When speciation is not driven by divergent natural selection, it can be said to be nonecological, so as to distinguish it from the typical definition of ecological speciation: "It is useful to consider ecological speciation as its own form of species formation because it focuses on an explicit mechanism of speciation: namely divergent natural selection. There are numerous ways other than via divergent natural selection in which populations might become genetically differentiated and reproductively isolated." It is likely that many instances of nonecological speciation are allopatric, especially when the organisms in question are poor dispersers, however sympatric nonecological speciation may also be possible, especially when accompanied by an "instant" loss of reproductive compatibility, as when polyploidization happens.

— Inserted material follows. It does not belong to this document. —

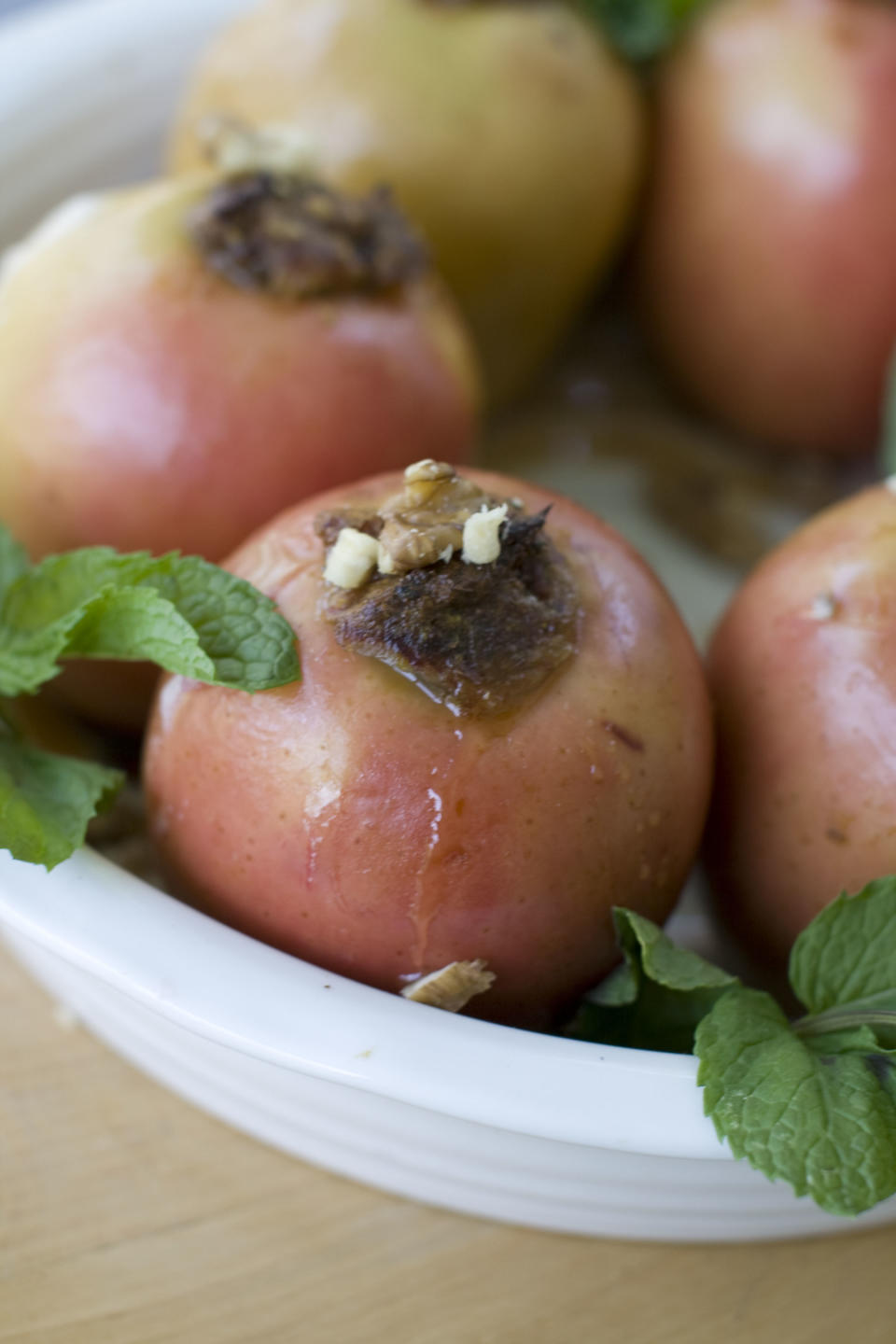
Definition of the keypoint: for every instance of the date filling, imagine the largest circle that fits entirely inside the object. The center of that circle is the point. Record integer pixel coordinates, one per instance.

Other potential mechanisms for nonecological speciation include mutation-order speciation and changes in chirality in gastropods.

In biology, parallel speciation is a type of speciation where there is repeated evolution of reproductively isolating traits via the same mechanisms occurring between separate yet closely related species inhabiting different environments. This leads to a circumstance where independently evolved lineages have developed reproductive isolation from their ancestral lineage, but not from other independent lineages that inhabit similar environments. In order for parallel speciation to be confirmed, there is a set of three requirements that has been established that must be met: there must be phylogenetic independence between the separate populations inhabiting similar environments to ensure that the traits responsible for reproductive isolation evolved separately, there must be reproductive isolation not only between the ancestral population and the descendent population, but also between descendent populations that inhabit dissimilar environments, and descendent populations that inhabit similar environments must not be reproductively isolated from one another. To determine if natural selection specifically is the cause of parallel speciation, a fourth requirement has been established that includes identifying and testing an adaptive mechanism, which eliminates the possibility of a genetic factor such as polyploidy being the responsible agent.